A Canadian company is developing two 500MW/5GWh ‘advanced’ compressed-air long-duration energy storage (A-CAES) projects in California. Each of these projects would be bigger than the current record holder. This makes each of these two the worlds’ largest non-hydro energy storage system ever built.
The units are designed by the Canadian firm Hydrostor. Both the facilities will have an output of 500 MW and be capable of storing 4 GWh of energy. The company is hopeful that both projects will be commissioned within three to five years.
How the technology works
CAES is a type of battery that uses excess electricity from the grid to produce energy. The surplus electricity is used to run a compressor that produces heated compressed air. The heated compressed air is stored inside a purpose-built underground cavity, where hydrostatic pressure pushes it back to the surface. Then it is re-heated by the thermal store and directed through a turbine for generating electricity.

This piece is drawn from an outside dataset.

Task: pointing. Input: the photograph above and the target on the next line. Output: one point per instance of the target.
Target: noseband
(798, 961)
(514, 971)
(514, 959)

CAES systems are better than conventional batteries
CAES system can store energy for longer periods. These are cost-effective and have less upkeep. These batteries can also be placed anywhere the grid needs it.
Although Lithium batteries are better in terms of immediate response to demand. But lithium batteries have a definite cycle life, and their cells will need regular replacement.
Hydrostor CEO Curtis VanWalleghem, said, “Long-duration storage is essential for decarbonizing the California electricity grid and integrating the renewable energy that is already developed in the state. Our A-CAES technology utilizes only existing, proven components that are repurposed from conventional power generation into an entirely emissions-free and low-impact storage technology,”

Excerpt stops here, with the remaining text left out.